かれこれ8ヶ月も旅行記をサボっていて、書いている本人さえもがサボタージュを忘却していたのに、ある日「つづきは?」と聞かれた。奇跡だと思った。そして当時の日記を読み返してみた。記憶で補完して読んでいた乱雑な字の解読が、若干危うくなっている。いかん、進めなくてはならない。
クンストカメラなる博物館が閉館時間を待たずに営業を終了して途方にくれた僕は、バスに乗って映画館に向かった。空港で訳も分からず1000ルーブル札を握り締めて乗って以来だが、あれは乗れたうちに入らないだろうから、考えて乗った初めてのバスだ。意外と簡単だった。つまるところ、整理券も料金表もない。車掌のおばさんに、こんなもんだろうという金額を渡せば、お釣りをくれる。料金は均一だ。地下鉄の切符売り場といい、この国は非自動がたくさんある。旅行者にはありがたくもある。
レストランのお姉さんお勧めのシネコンに着いた。シネコンらしく、チケット売り場には、上映作品を映すモニターとタイトル、時間が表示されている。せっかくなのでロシア映画を観たい。当てずっぽうだが、ビバヒル風の青春映画「Стиляги」のチケットを買おうと、タイトルと時間をノートに書いてカウンターの人に見せたら「ニェット(ない)」とにべもない答え。それが売り切れなのか、面倒くさい客だから売らなかったのか判然としなかったが、ためしに並びなおして別の作品を告げると、それは買えた。先ほどは満席だったようだ。
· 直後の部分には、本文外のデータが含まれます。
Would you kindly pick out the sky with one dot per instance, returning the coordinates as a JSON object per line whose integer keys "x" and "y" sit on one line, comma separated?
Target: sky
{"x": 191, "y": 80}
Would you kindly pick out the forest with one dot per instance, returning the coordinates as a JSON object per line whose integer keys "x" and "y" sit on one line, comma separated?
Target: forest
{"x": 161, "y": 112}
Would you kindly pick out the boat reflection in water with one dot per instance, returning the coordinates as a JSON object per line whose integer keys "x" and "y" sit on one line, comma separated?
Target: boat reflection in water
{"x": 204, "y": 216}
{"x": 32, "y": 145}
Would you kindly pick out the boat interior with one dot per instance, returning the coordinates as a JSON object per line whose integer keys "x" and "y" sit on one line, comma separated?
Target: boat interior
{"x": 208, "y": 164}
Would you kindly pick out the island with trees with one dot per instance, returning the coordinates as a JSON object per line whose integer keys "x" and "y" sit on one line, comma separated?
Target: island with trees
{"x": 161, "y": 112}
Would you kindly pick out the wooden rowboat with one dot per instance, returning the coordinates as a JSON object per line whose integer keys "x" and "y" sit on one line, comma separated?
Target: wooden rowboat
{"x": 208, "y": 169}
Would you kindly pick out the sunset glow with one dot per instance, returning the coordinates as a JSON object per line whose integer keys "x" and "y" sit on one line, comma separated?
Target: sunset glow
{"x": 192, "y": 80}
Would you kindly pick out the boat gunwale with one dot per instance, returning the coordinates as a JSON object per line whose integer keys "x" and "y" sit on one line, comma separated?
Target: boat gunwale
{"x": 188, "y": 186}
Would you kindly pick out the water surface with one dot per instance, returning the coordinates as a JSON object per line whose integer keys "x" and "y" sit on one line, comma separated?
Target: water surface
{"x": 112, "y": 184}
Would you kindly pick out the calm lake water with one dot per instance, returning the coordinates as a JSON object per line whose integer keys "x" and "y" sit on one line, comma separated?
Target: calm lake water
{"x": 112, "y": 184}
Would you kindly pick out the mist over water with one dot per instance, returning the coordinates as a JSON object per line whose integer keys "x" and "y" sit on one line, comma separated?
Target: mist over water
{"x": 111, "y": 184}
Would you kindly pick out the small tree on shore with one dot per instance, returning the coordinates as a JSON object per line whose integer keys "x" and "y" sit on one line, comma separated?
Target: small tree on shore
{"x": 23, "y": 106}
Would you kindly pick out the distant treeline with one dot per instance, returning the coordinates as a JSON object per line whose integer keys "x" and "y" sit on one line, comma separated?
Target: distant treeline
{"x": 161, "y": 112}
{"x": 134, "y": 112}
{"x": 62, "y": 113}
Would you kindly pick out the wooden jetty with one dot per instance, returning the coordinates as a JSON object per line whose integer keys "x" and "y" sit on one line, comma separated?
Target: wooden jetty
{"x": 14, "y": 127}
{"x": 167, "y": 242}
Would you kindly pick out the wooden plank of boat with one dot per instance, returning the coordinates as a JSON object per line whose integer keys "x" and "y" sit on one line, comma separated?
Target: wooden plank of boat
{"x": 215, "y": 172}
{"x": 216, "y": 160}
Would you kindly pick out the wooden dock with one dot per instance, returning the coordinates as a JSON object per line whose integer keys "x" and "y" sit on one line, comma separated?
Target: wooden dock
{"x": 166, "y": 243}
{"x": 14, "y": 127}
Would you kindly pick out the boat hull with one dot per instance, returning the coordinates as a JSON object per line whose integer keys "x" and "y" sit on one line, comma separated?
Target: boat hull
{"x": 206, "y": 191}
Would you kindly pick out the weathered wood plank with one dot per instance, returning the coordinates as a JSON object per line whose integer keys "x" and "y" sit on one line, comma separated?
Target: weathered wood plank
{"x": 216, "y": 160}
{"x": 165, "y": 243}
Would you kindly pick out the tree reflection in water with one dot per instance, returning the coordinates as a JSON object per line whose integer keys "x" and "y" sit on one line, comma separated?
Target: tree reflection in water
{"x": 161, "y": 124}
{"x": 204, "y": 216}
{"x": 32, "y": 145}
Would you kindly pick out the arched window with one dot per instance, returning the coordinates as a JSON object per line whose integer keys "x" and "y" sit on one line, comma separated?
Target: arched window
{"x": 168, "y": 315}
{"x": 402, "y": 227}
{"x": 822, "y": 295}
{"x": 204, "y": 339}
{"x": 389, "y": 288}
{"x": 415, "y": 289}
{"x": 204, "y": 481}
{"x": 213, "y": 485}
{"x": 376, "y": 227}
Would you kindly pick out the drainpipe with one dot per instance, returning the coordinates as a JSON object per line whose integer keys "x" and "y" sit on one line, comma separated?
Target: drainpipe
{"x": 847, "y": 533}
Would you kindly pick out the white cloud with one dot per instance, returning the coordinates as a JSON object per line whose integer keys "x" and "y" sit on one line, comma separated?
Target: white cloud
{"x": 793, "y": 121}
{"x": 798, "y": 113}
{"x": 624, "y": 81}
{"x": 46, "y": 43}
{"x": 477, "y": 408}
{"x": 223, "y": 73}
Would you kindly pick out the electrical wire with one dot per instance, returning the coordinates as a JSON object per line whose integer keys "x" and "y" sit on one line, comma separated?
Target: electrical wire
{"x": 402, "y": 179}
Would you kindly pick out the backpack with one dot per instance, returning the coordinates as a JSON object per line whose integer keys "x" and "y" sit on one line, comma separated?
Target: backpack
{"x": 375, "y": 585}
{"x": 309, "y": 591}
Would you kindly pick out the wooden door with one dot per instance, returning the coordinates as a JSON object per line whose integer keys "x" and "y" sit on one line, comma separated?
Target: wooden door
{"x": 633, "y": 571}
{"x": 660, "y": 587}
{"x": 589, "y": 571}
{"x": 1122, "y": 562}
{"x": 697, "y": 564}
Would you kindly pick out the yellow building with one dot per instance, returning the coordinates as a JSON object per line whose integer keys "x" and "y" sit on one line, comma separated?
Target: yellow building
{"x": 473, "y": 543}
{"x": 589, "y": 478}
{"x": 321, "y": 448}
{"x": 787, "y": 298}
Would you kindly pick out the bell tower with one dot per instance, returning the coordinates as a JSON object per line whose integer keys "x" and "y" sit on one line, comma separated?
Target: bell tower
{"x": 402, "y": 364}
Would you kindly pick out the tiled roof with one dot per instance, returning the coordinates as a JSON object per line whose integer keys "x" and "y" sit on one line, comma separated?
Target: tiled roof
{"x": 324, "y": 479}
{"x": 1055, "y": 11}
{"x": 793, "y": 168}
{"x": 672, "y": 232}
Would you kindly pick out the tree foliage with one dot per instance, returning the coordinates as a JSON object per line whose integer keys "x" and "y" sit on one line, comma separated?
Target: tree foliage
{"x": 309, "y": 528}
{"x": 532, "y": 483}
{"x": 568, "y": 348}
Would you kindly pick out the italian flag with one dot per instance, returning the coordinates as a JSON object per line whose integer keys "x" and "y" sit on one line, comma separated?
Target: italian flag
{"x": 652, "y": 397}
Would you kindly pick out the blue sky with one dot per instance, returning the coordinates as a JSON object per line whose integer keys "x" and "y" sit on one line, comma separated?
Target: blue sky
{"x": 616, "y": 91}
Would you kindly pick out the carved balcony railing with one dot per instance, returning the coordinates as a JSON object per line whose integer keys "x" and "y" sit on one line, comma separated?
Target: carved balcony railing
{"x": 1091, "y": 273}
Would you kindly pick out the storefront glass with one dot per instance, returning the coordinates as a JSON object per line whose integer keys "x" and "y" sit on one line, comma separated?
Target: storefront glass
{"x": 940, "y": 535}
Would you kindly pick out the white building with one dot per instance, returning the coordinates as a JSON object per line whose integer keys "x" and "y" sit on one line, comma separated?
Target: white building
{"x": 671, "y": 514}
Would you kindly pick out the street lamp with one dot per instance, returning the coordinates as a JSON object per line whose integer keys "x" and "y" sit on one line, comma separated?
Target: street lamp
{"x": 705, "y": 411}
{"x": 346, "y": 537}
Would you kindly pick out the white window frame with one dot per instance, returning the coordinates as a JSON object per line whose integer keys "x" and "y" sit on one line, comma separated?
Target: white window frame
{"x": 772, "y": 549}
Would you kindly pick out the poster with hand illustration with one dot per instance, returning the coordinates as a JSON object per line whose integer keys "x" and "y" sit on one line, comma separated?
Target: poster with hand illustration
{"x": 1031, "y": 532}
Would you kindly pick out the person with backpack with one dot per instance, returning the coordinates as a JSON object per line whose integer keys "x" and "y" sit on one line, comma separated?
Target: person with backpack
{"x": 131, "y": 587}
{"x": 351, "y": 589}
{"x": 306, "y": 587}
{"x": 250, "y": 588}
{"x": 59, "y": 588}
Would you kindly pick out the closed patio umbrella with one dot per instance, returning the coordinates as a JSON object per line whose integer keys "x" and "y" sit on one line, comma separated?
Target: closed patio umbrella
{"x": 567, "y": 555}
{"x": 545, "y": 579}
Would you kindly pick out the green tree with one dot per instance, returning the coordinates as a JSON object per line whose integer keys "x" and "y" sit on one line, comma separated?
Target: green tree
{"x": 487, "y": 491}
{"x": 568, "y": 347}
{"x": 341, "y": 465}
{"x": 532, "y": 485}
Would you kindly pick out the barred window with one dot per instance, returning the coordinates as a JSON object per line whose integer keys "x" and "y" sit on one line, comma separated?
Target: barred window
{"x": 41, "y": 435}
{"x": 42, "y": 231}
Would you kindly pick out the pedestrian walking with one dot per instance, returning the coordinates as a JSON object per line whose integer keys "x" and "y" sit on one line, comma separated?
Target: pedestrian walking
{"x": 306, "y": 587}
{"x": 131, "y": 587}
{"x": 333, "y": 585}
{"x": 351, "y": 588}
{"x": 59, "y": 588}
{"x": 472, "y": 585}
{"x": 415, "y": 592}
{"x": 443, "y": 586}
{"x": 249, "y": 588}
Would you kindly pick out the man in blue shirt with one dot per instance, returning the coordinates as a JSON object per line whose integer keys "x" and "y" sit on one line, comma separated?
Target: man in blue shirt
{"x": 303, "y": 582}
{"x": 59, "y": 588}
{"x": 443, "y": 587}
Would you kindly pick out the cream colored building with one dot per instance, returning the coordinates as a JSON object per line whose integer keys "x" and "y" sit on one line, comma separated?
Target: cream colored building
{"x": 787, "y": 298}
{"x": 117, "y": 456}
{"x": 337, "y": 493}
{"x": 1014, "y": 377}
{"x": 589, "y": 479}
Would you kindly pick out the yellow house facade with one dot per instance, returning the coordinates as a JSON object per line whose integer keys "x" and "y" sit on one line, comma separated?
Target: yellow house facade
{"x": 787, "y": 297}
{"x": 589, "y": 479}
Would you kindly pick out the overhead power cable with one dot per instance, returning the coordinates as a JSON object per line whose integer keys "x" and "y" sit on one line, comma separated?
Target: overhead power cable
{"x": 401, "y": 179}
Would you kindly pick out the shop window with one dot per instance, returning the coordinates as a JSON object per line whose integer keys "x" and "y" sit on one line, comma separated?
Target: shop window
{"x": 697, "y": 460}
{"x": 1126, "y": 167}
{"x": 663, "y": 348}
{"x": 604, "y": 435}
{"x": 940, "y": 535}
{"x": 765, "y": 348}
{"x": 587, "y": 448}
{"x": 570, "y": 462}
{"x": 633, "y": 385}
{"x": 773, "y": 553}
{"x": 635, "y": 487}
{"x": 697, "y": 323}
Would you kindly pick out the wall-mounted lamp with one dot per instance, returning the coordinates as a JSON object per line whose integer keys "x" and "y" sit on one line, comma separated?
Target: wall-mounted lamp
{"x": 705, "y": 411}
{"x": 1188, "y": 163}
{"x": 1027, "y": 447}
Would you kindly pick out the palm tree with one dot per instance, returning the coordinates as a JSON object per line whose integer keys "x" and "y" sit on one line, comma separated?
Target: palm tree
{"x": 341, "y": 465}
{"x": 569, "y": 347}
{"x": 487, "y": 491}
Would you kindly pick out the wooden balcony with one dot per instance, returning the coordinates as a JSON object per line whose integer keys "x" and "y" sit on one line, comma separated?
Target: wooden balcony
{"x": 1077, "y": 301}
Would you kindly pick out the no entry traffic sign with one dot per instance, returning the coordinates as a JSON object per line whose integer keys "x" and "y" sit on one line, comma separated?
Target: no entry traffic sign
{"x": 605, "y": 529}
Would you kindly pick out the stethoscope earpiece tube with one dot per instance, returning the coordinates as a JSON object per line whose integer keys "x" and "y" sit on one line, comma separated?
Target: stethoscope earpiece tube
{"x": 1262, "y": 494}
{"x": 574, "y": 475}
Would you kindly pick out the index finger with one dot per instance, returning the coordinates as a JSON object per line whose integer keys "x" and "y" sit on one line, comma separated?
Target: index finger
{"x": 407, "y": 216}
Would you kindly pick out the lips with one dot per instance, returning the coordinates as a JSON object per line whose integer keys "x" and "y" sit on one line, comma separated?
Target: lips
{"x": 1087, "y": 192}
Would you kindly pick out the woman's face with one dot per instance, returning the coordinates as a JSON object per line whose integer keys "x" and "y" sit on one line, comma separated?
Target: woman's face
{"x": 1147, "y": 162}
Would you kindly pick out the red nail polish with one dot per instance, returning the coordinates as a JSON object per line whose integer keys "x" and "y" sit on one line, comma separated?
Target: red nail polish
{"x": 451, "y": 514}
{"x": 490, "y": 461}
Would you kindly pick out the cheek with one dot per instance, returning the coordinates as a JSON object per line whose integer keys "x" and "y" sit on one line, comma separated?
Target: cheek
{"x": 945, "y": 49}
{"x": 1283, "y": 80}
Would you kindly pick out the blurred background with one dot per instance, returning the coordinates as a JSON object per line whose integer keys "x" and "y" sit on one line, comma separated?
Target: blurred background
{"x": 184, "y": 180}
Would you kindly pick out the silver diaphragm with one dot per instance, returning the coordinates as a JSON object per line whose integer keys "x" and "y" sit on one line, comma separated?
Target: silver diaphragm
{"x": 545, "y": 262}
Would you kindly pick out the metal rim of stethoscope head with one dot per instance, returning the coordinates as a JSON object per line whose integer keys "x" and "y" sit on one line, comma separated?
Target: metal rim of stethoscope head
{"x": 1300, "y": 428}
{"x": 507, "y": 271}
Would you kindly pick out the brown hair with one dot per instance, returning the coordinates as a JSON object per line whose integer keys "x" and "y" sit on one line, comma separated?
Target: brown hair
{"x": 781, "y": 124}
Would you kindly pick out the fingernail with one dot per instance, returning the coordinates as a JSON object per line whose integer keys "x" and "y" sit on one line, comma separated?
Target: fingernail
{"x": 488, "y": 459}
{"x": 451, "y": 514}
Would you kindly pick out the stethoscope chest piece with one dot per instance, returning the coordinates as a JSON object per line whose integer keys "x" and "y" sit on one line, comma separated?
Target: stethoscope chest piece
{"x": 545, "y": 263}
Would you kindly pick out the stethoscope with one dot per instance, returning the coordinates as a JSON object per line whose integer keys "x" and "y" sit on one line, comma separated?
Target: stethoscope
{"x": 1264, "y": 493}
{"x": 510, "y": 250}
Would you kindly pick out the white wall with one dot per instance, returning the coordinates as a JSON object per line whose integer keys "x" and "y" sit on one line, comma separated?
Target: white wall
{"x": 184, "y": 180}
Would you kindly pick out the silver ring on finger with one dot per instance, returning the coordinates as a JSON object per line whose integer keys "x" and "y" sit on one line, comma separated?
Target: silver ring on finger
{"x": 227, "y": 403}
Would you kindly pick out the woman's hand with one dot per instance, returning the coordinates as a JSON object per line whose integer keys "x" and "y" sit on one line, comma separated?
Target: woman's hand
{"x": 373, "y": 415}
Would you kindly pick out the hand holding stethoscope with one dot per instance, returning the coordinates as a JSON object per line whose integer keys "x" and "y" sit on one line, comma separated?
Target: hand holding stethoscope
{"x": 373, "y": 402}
シネコンの入り口まではポスターがずらり。そしてゲームセンターのような玄関。
観たかった映画のチラシほか。そして貼ってあったポスターの画像を入手。どっちが本当のストーリーだ。)

上映開始まで時間があるので、近所のカフェでひと息だ。ショーケースがあるのがありがたいが、あまりに種類豊富で、指差すだけでは間違いなくストライクしない。なので、端っこにあったピザと、アメリカンコーヒーにした。アメリカンにしたって、理解できた数少ない飲み物であった。
トレイにおかずを載せてぞろぞろ歩く形式なので、食べ物と飲み物を確保したところで会計だ。ここの会計のお姉さんは、細かいお金がないと舌打ちしてくる。ものすごく嫌がられた。この国に来て最大限に嫌われたと思う。120ルーブルのところを150ルーブルで支払っただけなのにだ。そしていま、怖かったのと悔しかったのとをないまぜにして、日記を殴り書きしている次第。

(チケットには、"5階6番シアターにて18:35より、大人300ルーブル(1200円ぐらいか)"と書いてある。たぶん。そして右は、なんとか買った軽食。)
さてふたたび映画館である。それにしてもこの国に来て大きな発見といえばクロークだろう。酷寒の地ではどこに行くにも厚手の上着が必要だ。だからどこに行ってもクロークは発達している。トイレと同じ数だけクロークがあると言っても過言ではないか。ちょっと言いすぎか。映画館でもクロークにコートを預ける。
シネコンなので、スクリーンがたくさんある。どうやら階段を上っていくと、いろいろなスクリーンがあるらしいのだが、僕の観る作品がどこにあるのかまったく分からない。2階にいたスタッフのお姉さんに尋ねてみた。といってもチケットを見せることしか出来ないけれど。お姉さんはさばさばと、しかし明るく「4!」と指で示してくれた。笑顔で。4というのはヨーロッパでは5階のことをいう。思わず「スパシーバ!(ありがとう)」。そうしたら「どういたしまして!(と言ったに違いない)」。
親切ついでに、そのお姉さんにトイレの場所も聞いたら、近くまで連れて行ってくれた。なんと親切なことか。さっきのカフェの人とぜんぜん違う。あの恐怖のすぐあとにこの笑顔である。タイプじゃなくても可愛く見えてしまうというものだ。
作品はロシアのものと期待していたが、違った。作品の名を「Доктор Плонк」という。予告編がモノクロだったので、てっきり新文芸坐のような旧作かと思ったら、オーストラリアの新作で、原題は「Dr. Plonk」だそうだ。
科学者のプロンク博士と奥さんと助手(バカで間抜けでお調子者)と犬。博士がある日、地球最後の日を計算したら、2008年だった。首相に掛け合っても、証拠がないので取り合ってくれない。そこでタイムマシーンを思いつく。そしてあっさりと完成。実験を経て100年後の世界に飛び立つのだが、未来は続いていた。最後は博士と首相が元の時代に戻れず、2007年に拘束されてしまう。

(「Dr. Plonk」の予告編を発見! なつかしい。)
ものすごいドタバタだけれど、サイレント映画なので、ロシア人でなくても、あるいは英語の分からない人でも、ストーリーがよく分かる。そして面白い! アクロバティック! ケタケタ笑って観た。お客さんは7人。決して人気はないようだけれど、日本でも公開しないだろうか。とにかく大満足。この映画館には、時間があればまた行きたいと思った。